OPINION / VIEWPOINT
Institutionalized political openness instrumental in China’s development miracles
Published: May 25, 2014 07:33 PM Updated: May 25, 2014 09:10 PM

Some scholars in the West as well as from China itself have predicted the demise of the CPC, China's ruling party, especially in the early years since the political incident in 1989.

More than two decades have passed, and people have witnessed the CPC's continuing survival and expansion and seen the country develop with economic miracles.

While it is true that the CPC is facing mounting problems behind the economic success it has created, it is important and meaningful to ask why it has survived and developed.

The essence is that it has learned to reinvent itself by setting up new sets of institutions to adapt to new environments.

In the past three decades, the CPC has transformed from a one-party personal authoritarian rule to an increasingly open party system.

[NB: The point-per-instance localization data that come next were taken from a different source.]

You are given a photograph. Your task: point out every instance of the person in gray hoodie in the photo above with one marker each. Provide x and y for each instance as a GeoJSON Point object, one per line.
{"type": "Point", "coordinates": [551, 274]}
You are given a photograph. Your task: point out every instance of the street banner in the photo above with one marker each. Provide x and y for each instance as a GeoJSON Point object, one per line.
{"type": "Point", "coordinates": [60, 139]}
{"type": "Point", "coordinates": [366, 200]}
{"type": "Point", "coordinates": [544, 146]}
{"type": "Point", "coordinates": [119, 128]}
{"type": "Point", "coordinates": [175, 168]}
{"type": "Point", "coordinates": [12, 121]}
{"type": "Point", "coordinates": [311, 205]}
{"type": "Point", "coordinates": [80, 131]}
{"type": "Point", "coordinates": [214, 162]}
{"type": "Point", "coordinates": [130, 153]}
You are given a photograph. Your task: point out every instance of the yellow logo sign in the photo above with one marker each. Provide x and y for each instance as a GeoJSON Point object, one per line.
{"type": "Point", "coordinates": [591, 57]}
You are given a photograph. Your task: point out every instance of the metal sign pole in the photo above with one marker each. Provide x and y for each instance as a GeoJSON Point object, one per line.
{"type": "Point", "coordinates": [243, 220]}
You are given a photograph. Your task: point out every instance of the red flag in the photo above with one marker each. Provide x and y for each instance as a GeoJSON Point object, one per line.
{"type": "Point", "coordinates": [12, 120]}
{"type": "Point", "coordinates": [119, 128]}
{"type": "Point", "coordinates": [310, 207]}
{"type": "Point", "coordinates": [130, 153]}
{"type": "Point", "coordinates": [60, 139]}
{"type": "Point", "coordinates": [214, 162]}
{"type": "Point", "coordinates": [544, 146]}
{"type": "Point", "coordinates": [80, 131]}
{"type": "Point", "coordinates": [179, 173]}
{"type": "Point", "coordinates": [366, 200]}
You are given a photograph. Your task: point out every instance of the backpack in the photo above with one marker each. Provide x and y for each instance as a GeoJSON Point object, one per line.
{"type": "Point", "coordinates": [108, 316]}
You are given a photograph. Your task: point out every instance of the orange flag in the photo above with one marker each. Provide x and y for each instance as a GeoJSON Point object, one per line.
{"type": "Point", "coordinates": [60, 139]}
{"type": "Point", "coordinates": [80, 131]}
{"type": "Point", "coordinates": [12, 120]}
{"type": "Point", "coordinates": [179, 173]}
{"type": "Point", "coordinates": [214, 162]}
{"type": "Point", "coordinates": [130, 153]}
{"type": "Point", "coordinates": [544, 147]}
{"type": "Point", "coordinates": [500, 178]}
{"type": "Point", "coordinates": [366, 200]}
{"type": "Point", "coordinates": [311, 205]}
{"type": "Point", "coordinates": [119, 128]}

This differentiates it drastically from other communist parties in the Eastern bloc before they collapsed.

To avoid the misfortune of party collapse, the CPC has chosen a different way by opening up the political process to all social and interest groups. Due to this approach, China has evolved into an open party system under one-party rule.

Openness is becoming an important feature of China's party system. Any political system that is not open will become exclusive and closed.

In the West, political openness materializes through what I call "external pluralism," i.e. multi-party politics, in which each kind of interest can find representation in a political party.

In China, political openness is realized through a set of mechanisms that I call "internal pluralism," which means the openness of the ruling party.

When different interests emerge in society, the ruling party opens itself to them, absorbing them into the regime and representing their interests through different institutions and mechanisms.

Another feature of China's party system is it has facilitated the rapid alternation of political elite in a highly institutionalized manner.

The nature of democracy in the West is to realize peaceful alternation of political elites through periodical elections. China has steadfastly refused to follow the path of Western democracy; instead, it has developed a very different system of power succession.

The late Chinese leader Deng Xiaoping was successful in establishing a number of important political institutions, including collective leadership or "intra-Party democracy," which ensures checks and balances in the highest leadership of the CPC.

Meanwhile, although the CPC continues to oppose any Western style of democracy, it has accommodated different elements from democracy, such as intra-Party voting, decentralization and political consultation.

It is worthwhile to mention another important feature of China's political party system, namely, its conduciveness to prompt policy changes.

In many democracies, opposition parties no longer perform constructive roles; instead, they oppose merely for the sake of opposing. Under such circumstances, substantial policy changes often become very difficult.

This is not the case in China. Although Chinese society often complains that the ruling party is too slow in making policy changes, they are actually implemented on a more rapid basis than other political systems.

From the 1980s to the 1990s and to this century, China has achieved several significant policy changes. It will be difficult to understand the huge changes in China in these decades without taking into account the ruling party's immense ability to respond to situations with appropriate policy changes.

All these changes have so far enabled the CPC to remain open. Through the newly designed institutions such as the Central Leading Group on Comprehensively Deepening Reforms and the State Security Committee that aim at deepening reforms, China may well have the best leadership team in place.

China has a right to explore its own political path. It is good not only for China itself, but also for other countries, particularly the developing world.

In an age of democratic crisis in both the developed West and the developing world, China's institutional experiment is becoming particularly meaningful. Its experiment may shed useful lessons for other countries.